VSAN resync keeps running as files are restored to VM

We're running VSAN with ESXi v5.5.  I know, it's out of support.  We had an issue with a power outage a while back.  We lost our 4TB file server VM.  We're to a point where we're restoring files from a USB drive.  We had an issue where the VM powered off and got "Not enough disk space...." when powering on.  Support said that it was because a resync was running and using all the free space in the background.  Once the resync finished, I could power on the VM.  All was good .... until .... we started the restore again. Then, a resync started again. And, we ran out of space, VM powered off, etc

Why would a resync keep starting up?

Could it be because we're restoring a lot of data all at once?

Could it be because the drives on this file server are thin provisioned?

Tags (1)
0 Kudos
2 Replies
larstr
Champion
Champion

Bruticusmaximus,

There are several factors that may trigger a resynch. At least make sure all your disk groups are well under 80% before starting the restore.

"Resynchronization is triggered when capacity device utilization in the Virtual SAN cluster that approaches or exceeds the threshold level of 80 percent."

Also see this article:

https://occasional-it.com/2018/02/04/increasing-vsan-resynch-rebuild-performance/

Lars

0 Kudos
TheBobkin
Champion
Champion

Hello Bruticusmaximus​,

"We're running VSAN with ESXi v5.5.  I know, it's out of support."

Please don't be shy and call us if you have not done so already - despite it being OOS we generally help where we can, if you have found otherwise please PM me details.

"Support said that it was because a resync was running and using all the free space in the background."

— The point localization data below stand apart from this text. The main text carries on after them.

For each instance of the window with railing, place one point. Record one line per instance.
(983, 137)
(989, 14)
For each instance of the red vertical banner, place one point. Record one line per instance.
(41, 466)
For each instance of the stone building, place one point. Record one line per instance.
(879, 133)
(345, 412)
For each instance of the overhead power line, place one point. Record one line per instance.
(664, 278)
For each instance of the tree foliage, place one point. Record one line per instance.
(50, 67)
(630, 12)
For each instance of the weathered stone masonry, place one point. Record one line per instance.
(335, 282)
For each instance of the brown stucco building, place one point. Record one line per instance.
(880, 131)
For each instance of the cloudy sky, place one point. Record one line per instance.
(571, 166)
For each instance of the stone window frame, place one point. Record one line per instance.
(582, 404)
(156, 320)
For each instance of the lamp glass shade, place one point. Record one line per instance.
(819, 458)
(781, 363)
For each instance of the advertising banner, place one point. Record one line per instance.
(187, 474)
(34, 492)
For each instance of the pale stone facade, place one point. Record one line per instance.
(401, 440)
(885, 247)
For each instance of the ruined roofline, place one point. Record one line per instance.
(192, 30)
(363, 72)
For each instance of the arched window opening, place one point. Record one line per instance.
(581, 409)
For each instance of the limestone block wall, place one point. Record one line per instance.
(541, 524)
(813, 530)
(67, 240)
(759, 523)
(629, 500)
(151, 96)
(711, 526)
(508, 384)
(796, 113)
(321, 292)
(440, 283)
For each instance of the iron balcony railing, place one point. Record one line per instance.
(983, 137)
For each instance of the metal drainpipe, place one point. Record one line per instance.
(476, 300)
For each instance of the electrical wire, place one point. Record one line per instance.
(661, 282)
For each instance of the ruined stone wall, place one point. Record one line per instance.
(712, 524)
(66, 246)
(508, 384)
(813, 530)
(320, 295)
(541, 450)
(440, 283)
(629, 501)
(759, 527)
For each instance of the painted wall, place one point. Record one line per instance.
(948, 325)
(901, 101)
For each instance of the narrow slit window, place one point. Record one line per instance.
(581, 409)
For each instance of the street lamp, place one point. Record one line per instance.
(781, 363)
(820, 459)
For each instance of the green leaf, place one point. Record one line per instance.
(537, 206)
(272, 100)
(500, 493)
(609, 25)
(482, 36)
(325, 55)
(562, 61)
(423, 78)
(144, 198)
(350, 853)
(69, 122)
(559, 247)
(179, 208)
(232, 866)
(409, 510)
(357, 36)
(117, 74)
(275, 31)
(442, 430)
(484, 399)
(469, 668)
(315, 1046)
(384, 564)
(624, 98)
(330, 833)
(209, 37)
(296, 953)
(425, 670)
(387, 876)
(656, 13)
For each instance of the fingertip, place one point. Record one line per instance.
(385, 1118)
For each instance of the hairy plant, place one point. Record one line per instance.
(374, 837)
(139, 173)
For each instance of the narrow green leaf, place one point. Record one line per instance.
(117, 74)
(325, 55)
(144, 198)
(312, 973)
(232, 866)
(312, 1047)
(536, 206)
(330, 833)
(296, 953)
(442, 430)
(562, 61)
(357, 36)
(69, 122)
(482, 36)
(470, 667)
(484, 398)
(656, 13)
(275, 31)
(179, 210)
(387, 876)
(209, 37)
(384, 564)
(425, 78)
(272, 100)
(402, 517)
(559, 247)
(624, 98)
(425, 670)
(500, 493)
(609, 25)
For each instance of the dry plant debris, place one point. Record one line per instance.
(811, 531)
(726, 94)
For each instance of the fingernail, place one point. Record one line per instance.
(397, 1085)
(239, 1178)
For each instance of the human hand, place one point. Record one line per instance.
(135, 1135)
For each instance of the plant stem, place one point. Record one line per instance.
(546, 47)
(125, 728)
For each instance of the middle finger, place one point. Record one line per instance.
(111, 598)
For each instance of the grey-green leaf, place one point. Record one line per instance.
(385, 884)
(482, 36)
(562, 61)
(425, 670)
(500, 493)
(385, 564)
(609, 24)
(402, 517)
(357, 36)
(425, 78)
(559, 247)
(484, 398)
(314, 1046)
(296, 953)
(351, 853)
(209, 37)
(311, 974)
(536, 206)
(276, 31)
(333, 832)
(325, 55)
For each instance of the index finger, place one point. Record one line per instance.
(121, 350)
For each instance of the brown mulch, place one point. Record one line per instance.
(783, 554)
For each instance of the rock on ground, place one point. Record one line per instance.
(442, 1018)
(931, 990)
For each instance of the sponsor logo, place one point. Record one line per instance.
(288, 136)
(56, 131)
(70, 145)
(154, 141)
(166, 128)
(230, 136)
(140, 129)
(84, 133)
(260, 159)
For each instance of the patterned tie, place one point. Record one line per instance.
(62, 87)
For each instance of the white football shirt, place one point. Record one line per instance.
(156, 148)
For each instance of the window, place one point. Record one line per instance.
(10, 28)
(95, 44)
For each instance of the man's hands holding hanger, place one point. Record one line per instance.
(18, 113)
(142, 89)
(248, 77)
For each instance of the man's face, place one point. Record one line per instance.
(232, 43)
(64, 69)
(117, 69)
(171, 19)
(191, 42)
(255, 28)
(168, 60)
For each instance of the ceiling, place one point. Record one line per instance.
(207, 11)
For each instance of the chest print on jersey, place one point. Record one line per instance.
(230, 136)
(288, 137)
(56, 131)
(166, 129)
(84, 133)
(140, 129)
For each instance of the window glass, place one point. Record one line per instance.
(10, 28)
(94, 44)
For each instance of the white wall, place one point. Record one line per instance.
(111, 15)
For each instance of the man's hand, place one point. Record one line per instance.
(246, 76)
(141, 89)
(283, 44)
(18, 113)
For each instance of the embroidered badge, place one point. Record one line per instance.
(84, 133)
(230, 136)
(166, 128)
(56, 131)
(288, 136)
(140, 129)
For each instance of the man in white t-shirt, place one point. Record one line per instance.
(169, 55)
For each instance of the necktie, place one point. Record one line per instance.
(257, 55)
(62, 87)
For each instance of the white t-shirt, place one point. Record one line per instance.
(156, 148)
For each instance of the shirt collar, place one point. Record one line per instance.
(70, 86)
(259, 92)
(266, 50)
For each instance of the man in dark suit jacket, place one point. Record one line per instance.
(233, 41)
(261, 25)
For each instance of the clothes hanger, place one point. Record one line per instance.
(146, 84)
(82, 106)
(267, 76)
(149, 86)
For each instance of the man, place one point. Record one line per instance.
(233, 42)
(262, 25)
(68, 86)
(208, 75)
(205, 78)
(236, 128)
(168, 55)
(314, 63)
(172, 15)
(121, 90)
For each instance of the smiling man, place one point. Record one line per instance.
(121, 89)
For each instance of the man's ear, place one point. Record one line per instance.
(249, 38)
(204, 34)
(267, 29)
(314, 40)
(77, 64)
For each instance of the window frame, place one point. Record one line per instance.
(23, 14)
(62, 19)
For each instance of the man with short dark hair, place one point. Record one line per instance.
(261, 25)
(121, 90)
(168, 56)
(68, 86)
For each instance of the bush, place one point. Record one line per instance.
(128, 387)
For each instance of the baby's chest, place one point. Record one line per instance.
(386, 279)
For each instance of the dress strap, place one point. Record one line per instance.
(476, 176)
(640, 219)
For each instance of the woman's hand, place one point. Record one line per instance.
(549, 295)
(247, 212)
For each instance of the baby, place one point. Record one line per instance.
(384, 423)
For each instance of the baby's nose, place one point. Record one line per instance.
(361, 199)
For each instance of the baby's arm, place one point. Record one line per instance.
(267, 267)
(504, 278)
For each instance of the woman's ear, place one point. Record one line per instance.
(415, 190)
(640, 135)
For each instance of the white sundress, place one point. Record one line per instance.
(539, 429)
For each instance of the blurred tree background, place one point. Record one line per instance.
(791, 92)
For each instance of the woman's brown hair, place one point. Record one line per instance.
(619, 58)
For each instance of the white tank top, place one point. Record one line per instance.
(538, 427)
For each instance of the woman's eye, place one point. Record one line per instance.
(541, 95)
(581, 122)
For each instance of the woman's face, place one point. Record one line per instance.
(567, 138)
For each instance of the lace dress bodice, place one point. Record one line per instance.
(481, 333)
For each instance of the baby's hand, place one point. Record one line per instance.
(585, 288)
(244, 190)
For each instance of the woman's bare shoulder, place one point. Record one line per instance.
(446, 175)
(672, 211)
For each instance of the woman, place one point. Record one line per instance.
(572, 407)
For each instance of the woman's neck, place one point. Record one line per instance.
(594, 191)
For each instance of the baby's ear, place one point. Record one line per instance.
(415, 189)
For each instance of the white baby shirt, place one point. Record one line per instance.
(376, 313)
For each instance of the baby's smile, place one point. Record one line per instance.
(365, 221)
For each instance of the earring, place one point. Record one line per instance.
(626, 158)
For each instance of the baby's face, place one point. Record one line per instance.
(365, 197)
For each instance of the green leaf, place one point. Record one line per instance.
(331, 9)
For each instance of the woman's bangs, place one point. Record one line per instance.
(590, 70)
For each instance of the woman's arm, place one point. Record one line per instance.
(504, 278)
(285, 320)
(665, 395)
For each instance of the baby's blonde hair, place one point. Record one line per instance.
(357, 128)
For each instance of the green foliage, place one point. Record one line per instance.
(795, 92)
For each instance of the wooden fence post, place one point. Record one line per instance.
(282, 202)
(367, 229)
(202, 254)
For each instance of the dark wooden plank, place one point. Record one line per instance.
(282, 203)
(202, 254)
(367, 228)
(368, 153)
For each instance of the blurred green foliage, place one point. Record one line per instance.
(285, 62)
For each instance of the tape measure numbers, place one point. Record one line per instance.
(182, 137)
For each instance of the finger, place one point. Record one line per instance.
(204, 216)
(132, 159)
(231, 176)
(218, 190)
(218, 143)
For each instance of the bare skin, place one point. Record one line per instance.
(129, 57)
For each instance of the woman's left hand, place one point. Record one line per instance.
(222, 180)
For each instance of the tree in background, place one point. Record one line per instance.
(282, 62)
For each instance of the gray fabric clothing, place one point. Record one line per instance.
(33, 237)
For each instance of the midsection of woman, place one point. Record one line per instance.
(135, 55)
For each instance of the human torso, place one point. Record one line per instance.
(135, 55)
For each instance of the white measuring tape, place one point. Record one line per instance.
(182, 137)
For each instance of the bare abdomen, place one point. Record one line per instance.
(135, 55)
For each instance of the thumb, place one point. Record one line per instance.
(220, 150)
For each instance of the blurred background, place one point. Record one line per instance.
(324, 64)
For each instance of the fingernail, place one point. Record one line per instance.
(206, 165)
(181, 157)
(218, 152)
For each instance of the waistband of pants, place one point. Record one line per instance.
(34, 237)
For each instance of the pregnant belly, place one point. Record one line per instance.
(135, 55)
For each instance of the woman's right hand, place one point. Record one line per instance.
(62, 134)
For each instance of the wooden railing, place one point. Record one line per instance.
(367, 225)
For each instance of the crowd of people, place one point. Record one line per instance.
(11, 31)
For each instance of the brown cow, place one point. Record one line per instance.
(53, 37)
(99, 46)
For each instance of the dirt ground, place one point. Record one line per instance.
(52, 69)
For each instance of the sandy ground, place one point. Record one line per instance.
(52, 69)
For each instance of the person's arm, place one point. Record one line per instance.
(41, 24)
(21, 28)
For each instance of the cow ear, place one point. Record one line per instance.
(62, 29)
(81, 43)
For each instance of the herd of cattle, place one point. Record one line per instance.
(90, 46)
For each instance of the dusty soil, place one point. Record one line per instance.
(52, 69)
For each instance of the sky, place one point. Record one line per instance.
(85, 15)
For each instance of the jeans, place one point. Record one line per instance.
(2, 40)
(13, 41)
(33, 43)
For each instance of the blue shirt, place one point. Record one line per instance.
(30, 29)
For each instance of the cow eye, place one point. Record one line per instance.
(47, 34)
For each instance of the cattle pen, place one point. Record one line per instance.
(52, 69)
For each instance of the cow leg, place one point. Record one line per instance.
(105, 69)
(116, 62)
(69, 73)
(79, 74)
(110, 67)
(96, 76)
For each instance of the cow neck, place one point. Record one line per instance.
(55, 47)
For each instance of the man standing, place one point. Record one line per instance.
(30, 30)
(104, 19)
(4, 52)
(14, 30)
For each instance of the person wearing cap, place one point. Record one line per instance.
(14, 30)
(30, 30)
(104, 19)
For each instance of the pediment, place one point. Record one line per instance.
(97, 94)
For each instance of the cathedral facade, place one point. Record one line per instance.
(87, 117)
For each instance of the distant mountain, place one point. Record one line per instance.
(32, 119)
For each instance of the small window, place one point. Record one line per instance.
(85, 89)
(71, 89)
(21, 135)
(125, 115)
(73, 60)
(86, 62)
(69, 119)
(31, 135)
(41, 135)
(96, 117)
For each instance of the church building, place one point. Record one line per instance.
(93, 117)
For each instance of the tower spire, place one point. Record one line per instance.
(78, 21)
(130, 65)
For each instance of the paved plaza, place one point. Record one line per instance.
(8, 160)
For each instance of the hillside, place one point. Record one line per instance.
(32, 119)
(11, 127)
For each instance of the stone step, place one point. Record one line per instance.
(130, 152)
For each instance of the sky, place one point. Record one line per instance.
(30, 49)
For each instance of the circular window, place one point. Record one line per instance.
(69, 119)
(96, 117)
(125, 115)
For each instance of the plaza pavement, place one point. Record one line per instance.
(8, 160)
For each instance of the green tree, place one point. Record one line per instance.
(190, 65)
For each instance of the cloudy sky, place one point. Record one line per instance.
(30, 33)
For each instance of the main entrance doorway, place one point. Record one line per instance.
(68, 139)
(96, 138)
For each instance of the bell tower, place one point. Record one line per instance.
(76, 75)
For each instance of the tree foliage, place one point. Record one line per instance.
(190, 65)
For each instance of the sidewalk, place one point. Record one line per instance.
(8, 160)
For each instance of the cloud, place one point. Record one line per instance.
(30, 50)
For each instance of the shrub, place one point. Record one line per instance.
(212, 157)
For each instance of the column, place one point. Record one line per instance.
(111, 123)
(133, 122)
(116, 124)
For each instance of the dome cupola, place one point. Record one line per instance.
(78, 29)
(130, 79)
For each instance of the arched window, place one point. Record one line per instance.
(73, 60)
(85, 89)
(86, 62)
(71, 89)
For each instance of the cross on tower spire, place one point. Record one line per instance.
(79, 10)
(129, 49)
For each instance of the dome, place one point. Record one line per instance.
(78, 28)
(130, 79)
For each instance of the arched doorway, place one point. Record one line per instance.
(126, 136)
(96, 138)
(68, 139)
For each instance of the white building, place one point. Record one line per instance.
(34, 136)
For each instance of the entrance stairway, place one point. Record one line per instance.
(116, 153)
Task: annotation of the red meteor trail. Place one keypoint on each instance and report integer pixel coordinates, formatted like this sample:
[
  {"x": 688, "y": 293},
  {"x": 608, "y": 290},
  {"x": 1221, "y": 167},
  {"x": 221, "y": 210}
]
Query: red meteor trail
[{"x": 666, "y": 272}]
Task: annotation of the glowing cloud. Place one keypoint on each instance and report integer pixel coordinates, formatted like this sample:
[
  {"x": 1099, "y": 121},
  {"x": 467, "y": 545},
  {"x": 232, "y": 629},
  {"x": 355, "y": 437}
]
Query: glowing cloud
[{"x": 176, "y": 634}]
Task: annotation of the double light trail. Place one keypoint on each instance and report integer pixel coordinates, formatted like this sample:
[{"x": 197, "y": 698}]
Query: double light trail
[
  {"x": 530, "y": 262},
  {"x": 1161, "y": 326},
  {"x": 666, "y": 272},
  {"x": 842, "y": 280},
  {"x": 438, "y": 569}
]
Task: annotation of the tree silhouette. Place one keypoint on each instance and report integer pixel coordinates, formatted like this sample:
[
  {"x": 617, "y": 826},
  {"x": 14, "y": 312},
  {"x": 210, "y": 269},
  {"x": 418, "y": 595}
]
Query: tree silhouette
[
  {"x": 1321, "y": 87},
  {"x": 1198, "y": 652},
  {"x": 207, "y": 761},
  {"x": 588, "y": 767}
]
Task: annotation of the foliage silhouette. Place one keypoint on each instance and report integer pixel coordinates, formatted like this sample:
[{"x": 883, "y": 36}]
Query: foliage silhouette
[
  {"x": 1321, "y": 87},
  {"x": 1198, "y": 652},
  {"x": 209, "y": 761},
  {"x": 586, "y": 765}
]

If the hardware supports later ESXi and vSAN do consider upgrading sooner rather than later - vSAN 5.5 and earlier 6.0 had some bad resync issues such as under flakey network conditions it could be resyncing to a component, temporarily lose access to the node with this component and start rebuilding a whole new component and not clean up the transient components until resync completed for the Object, thus with an unstable enough network it could potentially result in a looping resync. Potentially here the USB cannot provide consistent and constant reads and is becoming unavailable and it is starting over each time.

If this is the case and the issue is not organic (e.g. you  simply don't have enough space in usable Fault-Domains to be compliant with the Storage Policy) then it should be fairly apparent by the Object having a number of non-active components it is not actively resyncing to (can't recall if they had 'Transient' flag in 5.5) which can be checked using vsan.vm_object_info <pathToVm>. If it is just a case of not having enough space then consider options to free up space or consider (temporarily) restoring the VM as FTT=0.

How much space do you currently have free on the vsanDatastore, how many nodes and Disk-Groups and how much free space per Disk-Group? (RVC vsan.disks_stats <pathToCluster> is your friend here).

Bob

0 Kudos